Regarding data formats, special attention should be paid to name rules and data types:
- Name rules: Event names and attribute names can only contain letters, numbers, and underscores _, start with letters, and cannot exceed 50 characters
Note: Property names are not case sensitive; event names and property values are case sensitive
- Attribute value data type:
TA data type | Sample value | Value selection description | Data type |
---|---|---|---|
Numerical value | 123,1.23 | The data range is -9E15 to 9E15 | Number |
Text | "ABC", "Shanghai" | The default limit for characters is 2KB | String |
Time | "2019-01-01 00:00:00","2019-01-01 00:00:00.000" | "Yyyy-MM-dd HH: mm: ss. SSS" or "yyyy-MM-dd HH: mm: ss", if you want to indicate the date, you can use "yyyy-MM-dd 00:00:00" | String |
Boolean | true,false | - | Boolean |
List | ["a","1","true"] | The elements in the list will be converted to a string type, and the most in the list | Array(String) |
Object | {hero_name: "Liu Bei", hero_level: 22, hero_equipment: ["Male and Female Double Sword", "Lu"], hero_if_support: False} | Each child attribute (Key) in the object has its own data type. Please refer to the general attribute of the corresponding type above for the value selection description · Up to 100 child attributes within the object | Object |
Object group | [{hero_name: "Liu Bei", hero_level: 22, hero_equipment: ["Male and Female Double Sword", "Lu"], hero_if_support: False}, {hero_name: "Liu Bei", hero_level: 22, hero_equipment: ["Male and Female Double Sword", "Lu"], hero_if_support: False}] | Each child attribute (Key) in the object group has its own data type. For value selection description, please refer to the general attributes of the corresponding type above Up to 500 objects in the object group | Array(Object) |
Note: In TA, the type of attribute value will be determined according to the type of attribute value received for the first time. If the type of value of a certain attribute in the data does not match the previously determined type, the attribute will be discarded.

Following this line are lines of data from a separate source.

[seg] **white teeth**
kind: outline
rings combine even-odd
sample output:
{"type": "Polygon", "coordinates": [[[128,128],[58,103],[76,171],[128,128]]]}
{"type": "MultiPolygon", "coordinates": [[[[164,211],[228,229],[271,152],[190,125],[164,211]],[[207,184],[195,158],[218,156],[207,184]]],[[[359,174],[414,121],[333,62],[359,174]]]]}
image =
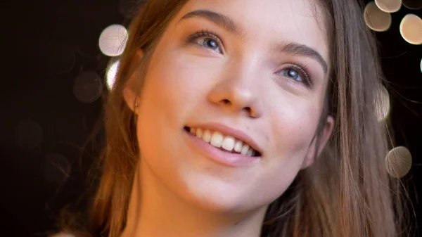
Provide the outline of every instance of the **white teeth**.
{"type": "Polygon", "coordinates": [[[222,147],[223,143],[223,134],[222,134],[219,132],[215,132],[211,136],[211,141],[210,143],[215,147],[222,147]]]}
{"type": "Polygon", "coordinates": [[[203,132],[201,129],[196,129],[196,136],[199,137],[200,139],[202,139],[203,132]]]}
{"type": "Polygon", "coordinates": [[[234,147],[234,137],[230,136],[224,137],[222,147],[224,150],[227,150],[229,151],[233,150],[233,148],[234,147]]]}
{"type": "Polygon", "coordinates": [[[236,141],[234,144],[234,151],[240,153],[242,150],[242,146],[243,146],[242,141],[236,141]]]}
{"type": "Polygon", "coordinates": [[[208,129],[205,129],[204,134],[203,134],[203,140],[206,142],[210,142],[211,141],[211,132],[208,129]]]}
{"type": "Polygon", "coordinates": [[[209,129],[191,127],[189,132],[217,148],[222,148],[228,151],[234,150],[234,151],[242,155],[251,157],[256,153],[252,148],[246,143],[243,143],[242,141],[237,140],[231,136],[224,136],[219,132],[216,131],[212,133],[209,129]]]}
{"type": "Polygon", "coordinates": [[[241,150],[241,154],[246,155],[248,150],[249,150],[249,145],[245,144],[243,145],[243,146],[242,146],[242,150],[241,150]]]}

In the TA background, you may notice that some attribute names start with #, and such attribute are preset attributes. Preset attributes do not require special settings, and the SDK collects them by default. For details, please refer to: Preset attribites and system fields .
You should pay attention to the fact that data cannot be stored when the data format or data type is not set correctly. Therefore, in the access phase and after access, you may need to check or observe the correctness of data reporting through the Data Reporting Managementmodule, and correct the problems in time.
# III. Access Required Information
Before data access is formally carried out by R & D, it is necessary to ensure that the following information is ready:
- Project APP ID: When creating a project in the background of TA, the APP ID of the project will be generated, which can also be viewed on the project management page.
- Determine the address of the data receiving end
- If using Cloud as a Service, the receiver address is: https://ta-receiver.thinkingdata.io
- In the case of private deployment, you need to bind the domain name in the private cluster (or access point) and configure the SSL certificate
- Verify that the receiving end address: the browser visits https://YOUR_RECEIVER_URL/health-check, and the page returns ok to indicate correct
- A data collection scheme that includes:
- Data access methods: client side SDK, server level SDK, data import tools, or a combination of several solutions
- Content and trigger timing of data to be accessed
You completed the reading of preparing doc before accessing. Now, you can start data access by referring to the corresponding access guide document based on the selected access method.